Ms Blears' letter does confirm that a ministerial group – made up of seven cabinet members, including Ms Blears – will be set up to “help identify and develop a range of regeneration alternatives to regional casino-led regeneration”.
But it warns: “It should be understood that the arrangements for a ministerial group do not mean that Manchester will receive special treatment when it is competing for support and funding.”
It confirms English Partnerships will put £10m into the site at Sportcity where the supercasino, worth £265m to the area, was earmarked to be built. That will pay for clear-up and preparation work ahead of any project the council is able to progress.

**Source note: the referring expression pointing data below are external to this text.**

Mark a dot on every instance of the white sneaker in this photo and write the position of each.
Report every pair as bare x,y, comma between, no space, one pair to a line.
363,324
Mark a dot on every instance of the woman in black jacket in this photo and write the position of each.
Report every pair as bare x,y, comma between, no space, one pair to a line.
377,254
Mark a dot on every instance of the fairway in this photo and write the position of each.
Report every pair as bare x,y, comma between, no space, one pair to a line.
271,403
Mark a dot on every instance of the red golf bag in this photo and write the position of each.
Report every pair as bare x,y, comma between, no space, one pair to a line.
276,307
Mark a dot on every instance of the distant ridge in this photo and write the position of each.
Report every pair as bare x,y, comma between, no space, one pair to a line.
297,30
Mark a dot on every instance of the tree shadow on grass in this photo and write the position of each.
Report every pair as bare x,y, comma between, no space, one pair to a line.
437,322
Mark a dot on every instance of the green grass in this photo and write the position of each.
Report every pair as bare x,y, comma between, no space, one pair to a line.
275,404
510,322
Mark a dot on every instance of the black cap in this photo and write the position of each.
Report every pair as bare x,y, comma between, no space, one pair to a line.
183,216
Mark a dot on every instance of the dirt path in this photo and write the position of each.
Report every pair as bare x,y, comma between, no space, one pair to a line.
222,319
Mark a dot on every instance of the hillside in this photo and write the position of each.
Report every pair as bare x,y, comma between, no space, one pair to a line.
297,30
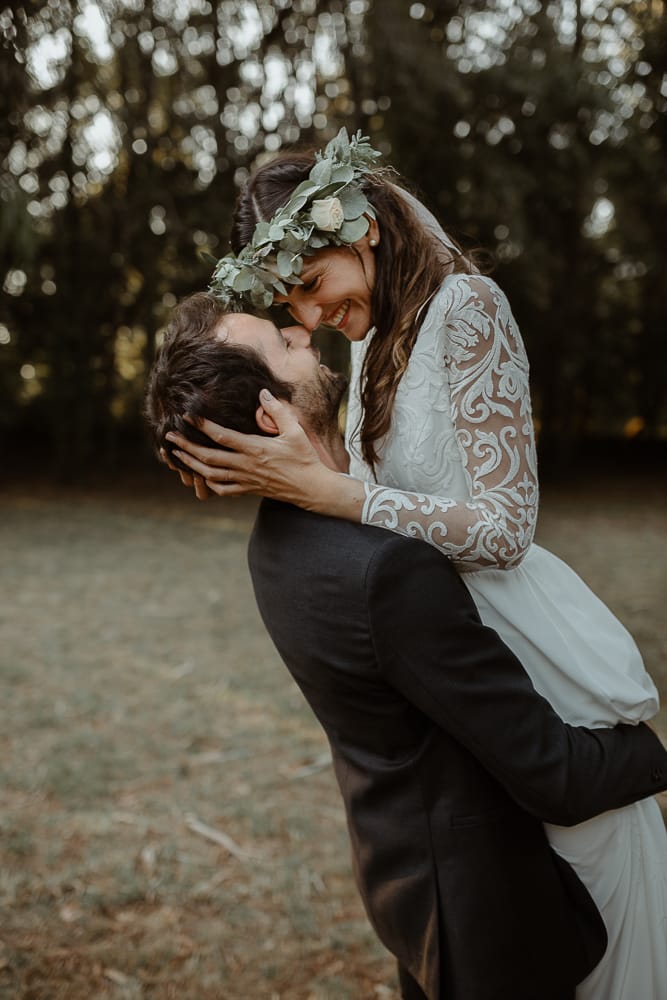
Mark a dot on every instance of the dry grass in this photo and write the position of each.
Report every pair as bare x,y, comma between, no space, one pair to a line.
170,826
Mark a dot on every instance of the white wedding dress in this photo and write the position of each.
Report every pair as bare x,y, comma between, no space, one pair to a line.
458,470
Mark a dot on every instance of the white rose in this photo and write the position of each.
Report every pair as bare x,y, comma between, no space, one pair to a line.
327,214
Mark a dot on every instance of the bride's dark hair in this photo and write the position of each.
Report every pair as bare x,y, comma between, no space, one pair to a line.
410,266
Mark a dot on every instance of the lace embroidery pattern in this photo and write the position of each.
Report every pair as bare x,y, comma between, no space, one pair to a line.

Top of the town hall's wish list is an Olympic-standard BMX centre, a new rugby union stadium and a “House of Sport” for elite athletes. But while two of those are mentioned in the letter – the bike centre and House of Sport – Sir Richard is told only that they would be “fully considered according to the appropriate appraisal and business case evaluation processes when they are submitted”.

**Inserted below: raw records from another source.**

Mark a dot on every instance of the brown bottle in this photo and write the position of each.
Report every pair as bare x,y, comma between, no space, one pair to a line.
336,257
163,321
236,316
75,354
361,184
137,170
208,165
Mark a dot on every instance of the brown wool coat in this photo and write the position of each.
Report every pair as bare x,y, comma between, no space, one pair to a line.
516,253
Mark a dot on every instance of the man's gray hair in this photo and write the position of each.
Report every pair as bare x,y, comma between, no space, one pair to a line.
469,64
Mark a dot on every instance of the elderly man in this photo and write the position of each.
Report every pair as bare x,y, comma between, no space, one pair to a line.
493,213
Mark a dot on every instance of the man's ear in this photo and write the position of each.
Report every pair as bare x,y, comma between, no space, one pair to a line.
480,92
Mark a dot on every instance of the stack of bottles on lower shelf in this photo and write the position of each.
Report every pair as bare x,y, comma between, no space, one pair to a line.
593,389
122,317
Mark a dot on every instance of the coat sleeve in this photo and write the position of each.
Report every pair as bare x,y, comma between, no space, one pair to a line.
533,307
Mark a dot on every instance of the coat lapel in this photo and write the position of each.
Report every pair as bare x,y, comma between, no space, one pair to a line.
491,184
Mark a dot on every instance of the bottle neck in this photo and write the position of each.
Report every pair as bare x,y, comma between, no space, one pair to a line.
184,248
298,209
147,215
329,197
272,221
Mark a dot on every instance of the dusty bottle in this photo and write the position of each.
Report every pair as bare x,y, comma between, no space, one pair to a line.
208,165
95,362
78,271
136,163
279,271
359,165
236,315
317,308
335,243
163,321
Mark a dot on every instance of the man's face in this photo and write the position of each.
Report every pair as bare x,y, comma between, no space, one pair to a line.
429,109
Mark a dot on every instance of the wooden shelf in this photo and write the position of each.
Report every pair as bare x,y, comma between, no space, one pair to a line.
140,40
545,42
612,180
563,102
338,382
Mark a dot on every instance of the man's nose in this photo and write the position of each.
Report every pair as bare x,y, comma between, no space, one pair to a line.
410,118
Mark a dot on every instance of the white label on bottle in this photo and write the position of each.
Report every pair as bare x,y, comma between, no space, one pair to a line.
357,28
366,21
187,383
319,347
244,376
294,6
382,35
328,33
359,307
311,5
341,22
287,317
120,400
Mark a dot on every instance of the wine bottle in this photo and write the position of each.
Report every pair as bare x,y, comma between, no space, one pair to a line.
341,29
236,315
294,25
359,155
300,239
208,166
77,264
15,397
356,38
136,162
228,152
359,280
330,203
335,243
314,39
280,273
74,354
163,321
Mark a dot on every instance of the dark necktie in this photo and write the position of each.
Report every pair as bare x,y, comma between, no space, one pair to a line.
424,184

The letter goes on to trumpet a number of previous announcements and old news. Those include: A suggestion that the government would “investigate” improvements to the rail network around Manchester, originally announced by transport minister Rosie Winterton last October; Plans to create space for an extra 4,100 train passengers in peak periods – first announced in a white paper last July; A bid by Manchester health chiefs to create a cutting edge medical research facility worth £3m a year – rejected by the government in December 2006, but resubmitted months ago at ministers' request.
The letter does not promise that any of those measures will actually come to fruition.
Government sources suggested on Monday night that the area could get an extreme sports centre with facilities for scuba diving and white-water rafting. The MEN understands those are ideas the council has not put forward and does not recognise.
They had also indicated ministers would throw their weight behind Greater Manchester's bid for £3bn of transport funds in return for a local congestion charge of up to £5 a day. But Ms Blears' letter says only: “The Department for Transport is assessing the merits of [the bid], as it would any bid, against the criteria set out in its published guidance.”
The letter says education chiefs are to undertake a study “to identify demand” in east Manchester and “consider” options.
It mentions plans for “live” training at a real hotel in the city as part of a National Skills Academy for Hospitality. That bid – which had already been drawn up – will still need to go through the normal “formal appraisal process”, Ms Blears says.
Tony Lloyd, MP for Manchester Central, said today: “This is hugely disappointing. Manchester won the competition to site the casino in an open and independent process because it demonstrated the greatest capacity to use the regional casino in terms of the creation of jobs – jobs which could be accessed by local people.”
Sir Richard said he was “very disappointed” but said the council would continue to work to create jobs in east Manchester. He refused to be drawn on whether the council would go through with its threat to seek a judicial review of the government's decision – which could prove a major embarrassment to the government and delay plans for the smaller casinos.
It is understood senior council leaders were due to meet with legal advisors today.
Simon Ashley, leader of the Liberal Democrat opposition group on the council, accused Mr Brown of “selling Manchester out”. He said: “Labour's casino alternative plan is pure spin. It's a sham. Gordon Brown has single handedly stopped the creation of 3,000 jobs and £265m of investment in East Manchester. He has sold Manchester out.”
Ms Blears said: “This £10m boost for Sportcity will unlock huge sporting potential in east Manchester and attract visitors from across the UK and beyond. It is another piece of the jigsaw in Manchester's regeneration success story, and can help to create new jobs.”
"The new ministerial group will also ensure that success continues well into the future by giving the government's support to city leaders as they drive forward new jobs, more skills and better transport for our communities.”